Even so, we need always to look beyond the limited prospects of material sense and mortal mind. God's original blessing upon man includes promise of measureless dominion over all. The disciples were invoking this promise in healing, teaching, and preaching. They were employed in God's work, and so their remuneration came in ways that would probably be as puzzling to materialists today as they were then. In similar, often unexpected, ways provision can come to all those who serve God with total sincerity in their present calling.
Christian Science shows us that Jesus understood a method of supply and demand beyond the reckoning of human economy. He demonstrated a divine economy in which prosperity, abundance, and increase are native to everyone, accessible in the exact ratio to one's living of diligence, wisdom, and a maturing sense of love.
Jesus proved that a knowledge of heaven, where supply and demand are spiritual and always in perfect accord, takes practical form to meet human needs here and now. That knowledge of heaven, harmony, and of the eternal Christ, Truth, which Jesus demonstrated, is available today. To use heaven's treasures unstintingly is our debt to Jesus, for doing this speaks truthfully of his mission and therefore helps fulfill our responsibility to love him.
The perfect economy of abundant living is actually the only economy. From the scriptural premise of man created in God's likeness Christian Science reasons that the affluence of God necessitates the affluence of man. Whatever seems otherwise is but a false, material sense of things; this fades in the demonstration of spiritual reality, as Jesus proved.
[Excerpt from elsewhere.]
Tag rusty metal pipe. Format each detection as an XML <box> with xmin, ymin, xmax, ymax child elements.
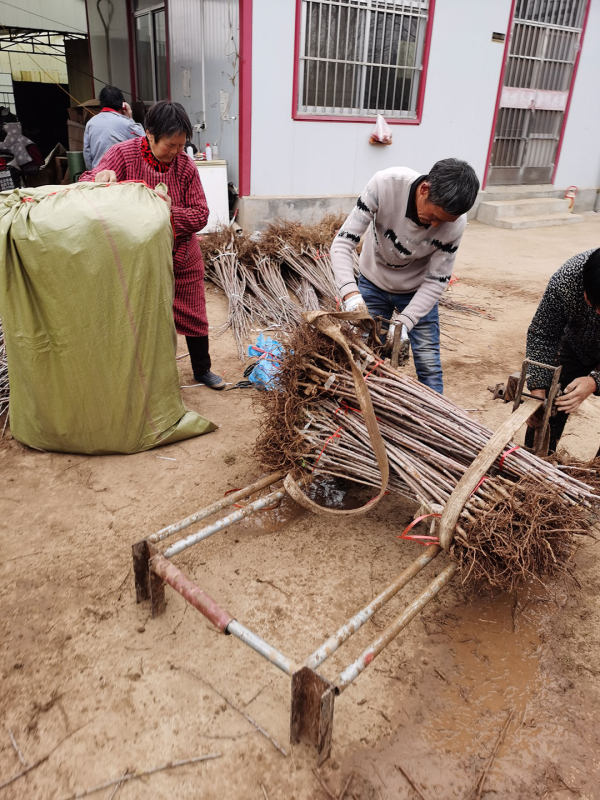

Rightly viewed, through understanding man's perennial oneness with God's amplitude, resources can be seen as presently existing within one's true identity. Relying on these resources, he can instantaneously cancel his past shortcomings of realization. Divine substance, including all the right ideas that man reflects, forever exceeds the most stringent demands. Substance is infinite, incapable of depletion or deficiency. Neither matter nor mortal mind has access to substance. No intelligence exists with which to muster opposition to Science.
One could name many other substantial resources besides hope, faith, courage, persistence. In terms of spiritual assets, we're all multimillionaires. Still, none of us is rich enough to indulge the insatiable demands of dissatisfaction, doubt, discouragement, defeatism. When we admit these expensive guests, we deny substance and so deprive ourselves of each moment's completeness. Why not invite and cherish helpful qualities that will build up our spiritual stock?
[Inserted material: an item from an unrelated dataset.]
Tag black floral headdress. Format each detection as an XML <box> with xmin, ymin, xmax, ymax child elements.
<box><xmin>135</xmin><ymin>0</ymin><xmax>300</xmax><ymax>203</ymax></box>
Perhaps we could say that instead of struggling to get oneself out of debt, earnest application of Christian Science enables whoever practices it to give himself out of debt—that is, to welcome God's giving of all that He has, and to let that giving flow through his good works to bless all. Mrs. Eddy has shared with us an ever-fresh channel for receiving and giving. She writes: "May God give unto us all that loving sense of gratitude which delights in the opportunity to cancel accounts."Miscellaneous Writings, p. 131;
Certain it is that no one can lack gratitude when God unfailingly supplies it. It follows that we can never be without the means to make our gratitude known for service rendered, possessions purchased, and commodities consumed. Thus we can advance brotherly love impartially to all, as Jesus did. Then, best of all, we will discover our own and others' true natures as children of God, Love's royal heirs. We will find ourselves directly receiving abundant grace and meeting the terms that fulfill the equation in the Lord's Prayer: "Give us this day our daily bread. And forgive us our debts, as we forgive our debtors."Matt. 6:11, 12.